Recently, we started roasting a chicken every Sunday night and using the leftovers for several meals throughout the week. It's an easy and inexpensive way to simplify meal preparation. So far, we've used the leftover chicken for tacos/burritos, stir-fry, pasta dishes, panini sandwiches, soup, and various green salads.
Mr. W. and I have different approaches to roasting a chicken. When it's his turn to roast the chicken, he soaks it in brine overnight so that it remains moist while cooking. I don't do the brine thing, but I brush the skin with herb-infused butter. Either approach results in a juicy, flavorful chicken.

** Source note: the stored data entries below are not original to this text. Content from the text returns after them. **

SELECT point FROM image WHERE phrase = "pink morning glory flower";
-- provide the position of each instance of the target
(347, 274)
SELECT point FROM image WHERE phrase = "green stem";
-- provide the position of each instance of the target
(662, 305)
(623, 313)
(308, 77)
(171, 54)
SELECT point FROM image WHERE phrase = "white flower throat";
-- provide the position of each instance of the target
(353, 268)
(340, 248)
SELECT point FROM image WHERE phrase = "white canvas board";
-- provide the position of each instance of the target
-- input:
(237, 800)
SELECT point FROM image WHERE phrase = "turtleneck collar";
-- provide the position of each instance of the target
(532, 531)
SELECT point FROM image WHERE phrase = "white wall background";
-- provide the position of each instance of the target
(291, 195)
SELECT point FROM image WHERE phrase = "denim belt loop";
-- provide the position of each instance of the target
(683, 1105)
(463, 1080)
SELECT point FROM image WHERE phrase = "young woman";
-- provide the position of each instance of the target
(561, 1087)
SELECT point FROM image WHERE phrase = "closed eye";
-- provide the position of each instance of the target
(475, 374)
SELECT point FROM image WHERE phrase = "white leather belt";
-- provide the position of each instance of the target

I know what you must be thinking: J.W., I eat chicken because it's supposed to be healthier for me. But now, you're telling me that I should slather butter on it? Doesn't that defeat the purpose of eating chicken?
Really, this recipe does not use that much butter. A little goes a long way, and I think the flavor boost is well worth the extra calories. But I'll admit that this is not the most health-conscious way to prepare a chicken. If you don't eat/don't like dark meat chicken, you can simply substitute bone-in split breasts for the whole roaster chicken. But seriously, if you don't eat dark meat chicken, I think you're missing out.
The following recipe was ever-so-slightly adapted from the Better Homes and Gardens New Cook Book (golly gee, that's a creative book title).
- 1 3 - 3 1/2 lb whole chicken
- 2 tablespoons butter
- 2 cloves garlic, minced
- 1 teaspoon dried basil
- 1/2 teaspoon salt
- 1/2 teaspoon ground sage
- 1/2 teaspoon ground thyme
- 1/4-1/2 teaspoon lemon-pepper seasoning
1. If chicken came with giblets, remove and discard (or, use them to make homemade stock). Rinse chicken and pat dry with paper towels. Use string or twine to tie the legs together.
2. In a small saucepan, combine butter, garlic, salt, and all herbs. Melt over low heat to infuse butter with herb flavor. Place chicken on rack in a large roasting pan. Brush butter over chicken.
3. Roast chicken, uncovered, at 375 degrees. A 3 lb. chicken will take approximately 1 1/4 hours to cook. Internal temperature should be 180-185 degrees. Let chicken rest approximately 10 minutes before carving.
*If you do not have a roasting pan, you can probably make do with what you have in your kitchen. For instance, stack a metal cooling rack on top of a metal cookie sheet and use that as a makeshift roasting pan. This will allow the juices to drain off while the chicken is cooking.